Re: Number, Date, Time, Quantity

From: David Woolley <david@djwhome.demon.co.uk>
Date: Wed, 30 Aug 2006 21:43:59 +0100 (BST)
Message-Id: <200608302043.k7UKhxx01219@djwhome.demon.co.uk>
To: www-html@w3.org

> If there was a tag like <number>1,234.56</number>

This is an element, not a tag

I believe all of these have been proposed and discussed before,
except that date wasn't split into three.   shortdate and longdate,
as distinct elements should be rejected outright, because the
distinction is purely presentational and doesn't belong in HTML.

Please search the archives.

> If there was a tag like <shortdate>31/12/2006</shortdate>
> it could be displayed as 12-31-06 based on the users settings

It's an invalid date in the USA.  In my view, the only way of
making a date element work would be like:

<date ISOdate="2006-12-31">31/12/2006</date>

as that is the only form in which you are marking up the original text
and also providing a machine processable date in a form normally used
in standards (and the one used in XML schemas).

Note that Wikipedia does mark and transform dates, and that date formats
vary within the same language, so there is precedent for such transformations
being useful.  However the real point here would be that machines may
not be able to tell the difference between dates and reference numbers.

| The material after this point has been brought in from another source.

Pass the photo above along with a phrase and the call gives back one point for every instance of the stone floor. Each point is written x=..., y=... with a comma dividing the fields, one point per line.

> If there was a tag like <time>23:59:59</time>
> it could be displayed as 11.59.59 PM

>From a standards point of view, time of day and day of year are
special cases of the same thing, so:

<date ISOdate="23:59:59-04:00">23:59 EDT</date> or
<date ISOdate="12:00">mid-day local time</date>

would be what would be required.

> This email is intended solely for the use of the individual to whom

You haven't named an individual natural person.  Presumably everyone
reading this should not be.  I think the version of this notice with
the term "individual" is even worse than the one with a more general 
definition of intended recipient.

> it is addressed and may contain confidential and/or privileged
> material.  

If we make the assumption that this was added in error, we can also make
the assumption that it was added in error when there is doubt as to 
whether the contents were intended to confidential.  If the contents were
obviously confidential, there would be no need to say they were.